Sergio Leone poursuit avec ce film son exploration de l’ouest américain. Après une adaptation du Yojimbo de Kurosawa et une suite sous forme de chasse à l’homme concurrentielle, il clôture ici le triptyque de l’homme sans nom en beauté avec un de ses films les plus brillants, complets et prenants.
Dépoussiérant sérieusement un genre qui vivait a priori ses dernières heures depuis deux films, Sergio Leone commence le tournage du film auréolé du succès des deux précédents, avec plus de budget, les mains libres, et des ambitions.
Là ou les deux premiers westerns se concentraient sur la petite histoire, sans contextualiser outre mesure, Leone place ici ses héros dans le cadre de la guerre de Sécession.
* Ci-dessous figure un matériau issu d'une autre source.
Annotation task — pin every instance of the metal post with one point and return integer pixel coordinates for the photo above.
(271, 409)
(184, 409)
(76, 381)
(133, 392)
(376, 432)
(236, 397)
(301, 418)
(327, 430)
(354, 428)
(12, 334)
Se baladant dans l’ouest américain à la recherche d’une somme faramineuse, Angel-eye, Blondin et Tuco vont être confrontés à l’horreur de la guerre, depuis les camps de prisonniers où l’on torture jusqu’aux champs de batailles aux allures de charniers en passant par les refuges/camps/hôpitaux de fortune.
Pas d’angélisme ici puisque ni les confédérés ni les yankees ne trouvent grâce aux yeux du film qui souligne plutôt l’absurdité du conflit et les morts inutiles (avec les deux assauts quotidiens pour le contrôle du pont comme meilleur exemple). Pas d’angélisme non plus dans la personnalité de Tuco, seul véritable être humain parmi les héros, qui pour canaille abjecte qu’il puisse être n’en reste pas moins parfois attendrissant, surtout lors de l’entrevue avec son frère devenu prêtre à qui il balance ses quatre vérités sur le courage la lâcheté et l’absence de choix auquel on peut être confronté quand on nait dans la misère.
A ses côtés, on trouve un ange de la mort, Angel-eye, personnage vêtu de noir et porté par un canasson de la même couleur, et un ange gardien, notre fameux homme sans nom surnommé Blondin par Tuco, qui « sauve » régulièrement des vies et accède aux dernières volontés des mourants. L’identification est difficile avec ces personnages qui ne se posent que comme des figures mythologiques et archétypales, aux côté d’un Tuco qui lui est à mi-chemin entre l’animal poussé par ses instincts et l’Homme, potentiellement aussi mauvais que bon.
Parce qu’ils sont peut-être trop en phase avec la période insensée décrite (morts à tous les étages, amoralité totale, violence permanente, détachement), Lee Van Cleef et Clint Eastwood deviennent en effet des allégories du cadre plus que de véritables personnages et laissent le champ libre à l’idiot du village qui se révèle pour le coup régulièrement touchant.
Filmé avec une justesse et une dramatisation brillante, déroulant un catalogue de gueules magnifiques, faisant passer par l’image plus de propos dans certains plans que de sombres tâcherons (que je ne nommerais pas, faites votre choix il y a de quoi) ne le feront pendant toute leur carrière, Sergio Leone propose un film d’une beauté sombre et crasse, misérable, mais aussi drôle, tragédie grecque et comédie italienne, c’est une somme de ce qu’on peut rêver de voir au cinéma.
Si on ajoute l’acmé que représente le cimetière de Sad Hill, où la symbiose entre la caméra les acteurs et la musique est d’une perfection totale, on comprend qu’on est devant une œuvre majeure, fondamentale, peut-être le plus grand film de tous les temps.